Los fragmentos levantados por la explosión hicieron picadillo el instrumental de la cabina de mando. Se rompieron los mandos, las palancas fueron arrancadas de cuajo. De las planchas destrozadas del techo colgaban manojos de cables. Muta ibn Aziz, que estaba en el lado del avión que se había combado hacia dentro, yacía en el suelo, atado, bajo un enorme trozo del fuselaje. Sujeto por el cinturón de seguridad al otro lado de la cabina, Bourne había escapado con un sinfín de cortes y contusiones. Pese a estar aturdido, le pareció que sufría también una leve conmoción cerebral.

El instinto le obligó a despejar la oscuridad que acechaba los márgenes de su visión y, levantando los brazos, se quitó el cinturón. Se acercó tambaleándose a Muta ibn Aziz. Una tundra helada de cristales rotos crujía bajo sus pies. Respiraba un aire saturado de agujas de metal rotas, fibra de vidrio y plástico recalentado.

Al ver que Muta respiraba aún, apartó el trozo de fuselaje achicharrado, todavía caliente.

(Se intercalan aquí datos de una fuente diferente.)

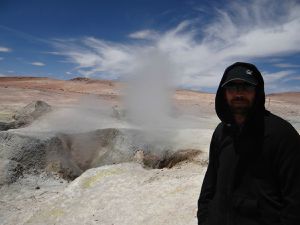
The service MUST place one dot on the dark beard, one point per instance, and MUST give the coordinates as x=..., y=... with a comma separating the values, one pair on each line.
x=240, y=109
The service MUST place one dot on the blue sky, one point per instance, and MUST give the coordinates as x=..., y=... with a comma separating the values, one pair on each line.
x=106, y=39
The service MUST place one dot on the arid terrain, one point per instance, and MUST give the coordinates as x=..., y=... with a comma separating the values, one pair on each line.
x=71, y=152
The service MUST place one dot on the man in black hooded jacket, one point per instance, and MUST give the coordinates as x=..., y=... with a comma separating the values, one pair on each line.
x=253, y=175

Cuando se arrodilló, sin embargo, vio que tenía alojado en las entrañas un fragmento de metal del tamaño y la forma aproximados de la hoja de una espada.

Miró a Muta y le abofeteó con fuerza. Abrió los ojos parpadeando, fijó la mirada con dificultad.

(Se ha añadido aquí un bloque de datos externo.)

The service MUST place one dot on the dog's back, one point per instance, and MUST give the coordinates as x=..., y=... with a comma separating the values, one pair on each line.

—No me lo he inventado —dijo con voz débil y aguda. La sangre le salía por la boca y le corría por la barbilla hasta encharcarse en el hueco de su garganta, oscura y con olor a cobre.

—Te estás muriendo —dijo Bourne—. Dime qué pasó con Sarah ibn Ashef.

Una lenta sonrisa se extendió por la cara de Muta.

—Así que quieres saberlo. —Su aliento sonaba como el chillido de una bestia prehistórica al entrar y salir de sus pulmones perforados—. Te importa la verdad, al fin y al cabo.

—¡Dímelo! —le gritó Bourne.

Agarró a Muta ibn Aziz y le tiró de la pechera de su camisa, intentando sacarle la respuesta por la fuerza. Pero en ese momento un grupo de terroristas atravesó la grieta abierta en el fuselaje. Le apartaron del enviado de Fadi, que tosía, agonizante.

Entonces se desató el caos: un agolpamiento de cuerpos, un tumulto de voces en árabe, órdenes cortantes y secas respuestas. Le arrastraron medio inconsciente por el suelo ensangrentado y le sacaron a los yermos desolados de Miran Shah.